IRS Revenue Agent
The IRS has Tax Examiners and Revenue Agents who are designated to examine tax returns. Revenue agents specialize in tax-related accounting work; auditing complicated returns for accuracy .A case load for an IRS Revenue Agent might include income, sales and excise tax returns for businesses and large corporations for whom there is a complicated array of tax deductions to be interpreted.
Many experienced revenue agents specialize; they may focus on import businesses or multinationals. So many tax returns are delivered in electronic form today that revenue agents are increasingly using computers to analyze data and identify trends that help pinpoint tax offenders.
Some revenue agents also specialize in assisting in criminal investigations, auditing the books of known or suspected criminals such as drug dealers or money launderers. Others become international agents, assessing taxes on companies with subsidiaries abroad.
IRS Revenue Agents must hold a bachelors degree in accounting, business administration or economics. Some combination of education and full time experience can occasionally be substituted for a four year degree.
In 2006 there were 81,000 tax collectors, auditors and revenue agents working at all levels of government.
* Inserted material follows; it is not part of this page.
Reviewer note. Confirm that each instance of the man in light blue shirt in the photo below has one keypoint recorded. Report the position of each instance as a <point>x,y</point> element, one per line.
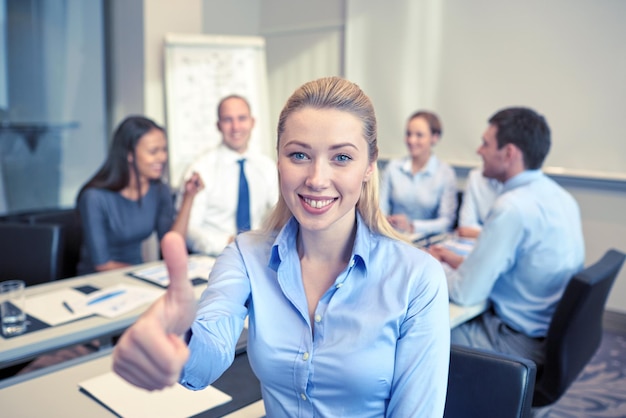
<point>478,197</point>
<point>529,248</point>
About fifteen thousand of those were IRS Revenue Agents working in one role or another.
Jobs for IRS Revenue Agents and Tax Collectors is expected to be no more than 2% over the upcoming decade; however the agency expects a large number of retirements and is actively recruiting today.
Entry level pay for an IRS Revenue Agent is GS-5, GS - 7 or GS - 9 depending upon experience and education. A GS - 5 is currently paid $36,500 annually.